Computer Chess (2013)
****/****
starring Patrick Riester, Myles Page, James Curry, Robin Schwartz
written and directed by Andrew Bujalski
by Walter Chaw Sneakily, the best science-fiction film of the summer is Andrew “Godfather of Mumblecore” Bujalski’s decidedly lo-fi Computer Chess, shot with a late-’60s, made-for-home-video Sony AVC-3260 analog tube video camera that approximates the very look and feel of something you’d find in a box in someone’s garage. It endeavours to tell the story of a weekend tech convention where proto-hackers engage in mortal combat over who will be the first to create a computer chess program that can defeat a human master (Gerald Peary (!)) and, incidentally, collect a $75k booty.

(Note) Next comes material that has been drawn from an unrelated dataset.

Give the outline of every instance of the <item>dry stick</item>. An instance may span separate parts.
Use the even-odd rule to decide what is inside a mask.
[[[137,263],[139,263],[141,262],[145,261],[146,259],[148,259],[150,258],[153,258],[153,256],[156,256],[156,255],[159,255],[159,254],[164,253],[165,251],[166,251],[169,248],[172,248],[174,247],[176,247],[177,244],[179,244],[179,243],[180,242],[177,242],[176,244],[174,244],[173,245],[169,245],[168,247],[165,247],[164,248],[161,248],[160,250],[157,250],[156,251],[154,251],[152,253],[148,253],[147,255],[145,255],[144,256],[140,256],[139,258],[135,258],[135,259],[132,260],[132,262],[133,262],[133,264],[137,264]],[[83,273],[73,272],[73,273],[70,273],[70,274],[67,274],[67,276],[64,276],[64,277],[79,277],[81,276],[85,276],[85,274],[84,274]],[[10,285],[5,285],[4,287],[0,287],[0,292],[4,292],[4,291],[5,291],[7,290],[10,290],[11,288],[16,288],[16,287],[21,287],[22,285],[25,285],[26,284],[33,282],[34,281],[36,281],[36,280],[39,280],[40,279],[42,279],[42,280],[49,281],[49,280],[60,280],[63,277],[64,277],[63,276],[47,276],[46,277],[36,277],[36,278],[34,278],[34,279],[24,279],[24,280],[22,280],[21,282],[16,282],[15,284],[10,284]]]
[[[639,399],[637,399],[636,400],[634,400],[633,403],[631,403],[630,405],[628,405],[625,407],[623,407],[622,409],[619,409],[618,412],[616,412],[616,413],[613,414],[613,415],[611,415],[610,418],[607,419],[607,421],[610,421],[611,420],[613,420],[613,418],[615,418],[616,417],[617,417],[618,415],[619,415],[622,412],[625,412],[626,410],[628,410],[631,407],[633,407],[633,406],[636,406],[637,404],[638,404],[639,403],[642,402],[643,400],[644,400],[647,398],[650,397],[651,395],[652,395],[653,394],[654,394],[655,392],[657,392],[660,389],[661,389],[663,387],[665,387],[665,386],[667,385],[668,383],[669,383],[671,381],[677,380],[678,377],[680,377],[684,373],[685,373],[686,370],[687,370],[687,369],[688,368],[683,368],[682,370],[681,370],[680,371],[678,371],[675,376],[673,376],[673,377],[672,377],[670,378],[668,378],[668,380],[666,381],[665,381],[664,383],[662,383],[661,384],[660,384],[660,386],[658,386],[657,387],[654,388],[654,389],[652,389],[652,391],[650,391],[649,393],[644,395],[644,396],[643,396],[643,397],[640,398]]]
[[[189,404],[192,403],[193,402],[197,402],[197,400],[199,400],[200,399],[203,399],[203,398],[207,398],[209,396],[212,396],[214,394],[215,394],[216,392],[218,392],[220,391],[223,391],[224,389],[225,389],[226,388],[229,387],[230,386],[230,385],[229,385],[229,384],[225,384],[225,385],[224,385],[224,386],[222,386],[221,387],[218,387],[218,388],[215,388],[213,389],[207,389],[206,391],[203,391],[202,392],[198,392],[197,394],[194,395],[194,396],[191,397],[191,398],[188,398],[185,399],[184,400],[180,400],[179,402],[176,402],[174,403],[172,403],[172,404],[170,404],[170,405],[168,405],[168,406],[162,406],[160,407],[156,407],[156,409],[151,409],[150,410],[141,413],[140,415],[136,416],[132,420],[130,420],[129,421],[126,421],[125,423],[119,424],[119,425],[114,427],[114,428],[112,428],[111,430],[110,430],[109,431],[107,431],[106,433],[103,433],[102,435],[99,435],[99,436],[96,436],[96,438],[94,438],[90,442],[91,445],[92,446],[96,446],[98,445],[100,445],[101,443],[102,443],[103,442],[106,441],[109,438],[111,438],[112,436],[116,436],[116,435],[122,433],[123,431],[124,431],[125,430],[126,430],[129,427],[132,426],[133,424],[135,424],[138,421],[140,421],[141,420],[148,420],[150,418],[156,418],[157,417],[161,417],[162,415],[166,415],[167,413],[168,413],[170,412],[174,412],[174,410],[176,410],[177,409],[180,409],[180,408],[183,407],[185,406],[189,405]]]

The money, though, is incidental to the glory of scientific discovery, of being the first to push the limits of artificial intelligence to the point of…what? Aggression? Sentience, perhaps? It’s telling that Bujalski, at the forefront of a specific DIY subgenre of independent cinema reliant on largely improvised performances with no budget nor, theoretically, affectation (it’s like the American version of the Dogme95 movement), has produced the most affectless, genuine artifact of the dogme philosophy through his greatest feat of affectation: he’s created a time capsule of an era in a film about the eternity of the human instinct to create simulacra first and deal with issues of functional equivalence later. In its way, Computer Chess works like a sprung, found-footage diary of the birth of Skynet. It’s Mary Shelley, and Blade Runner, and it gets to being about what it’s about without being an asshole about it.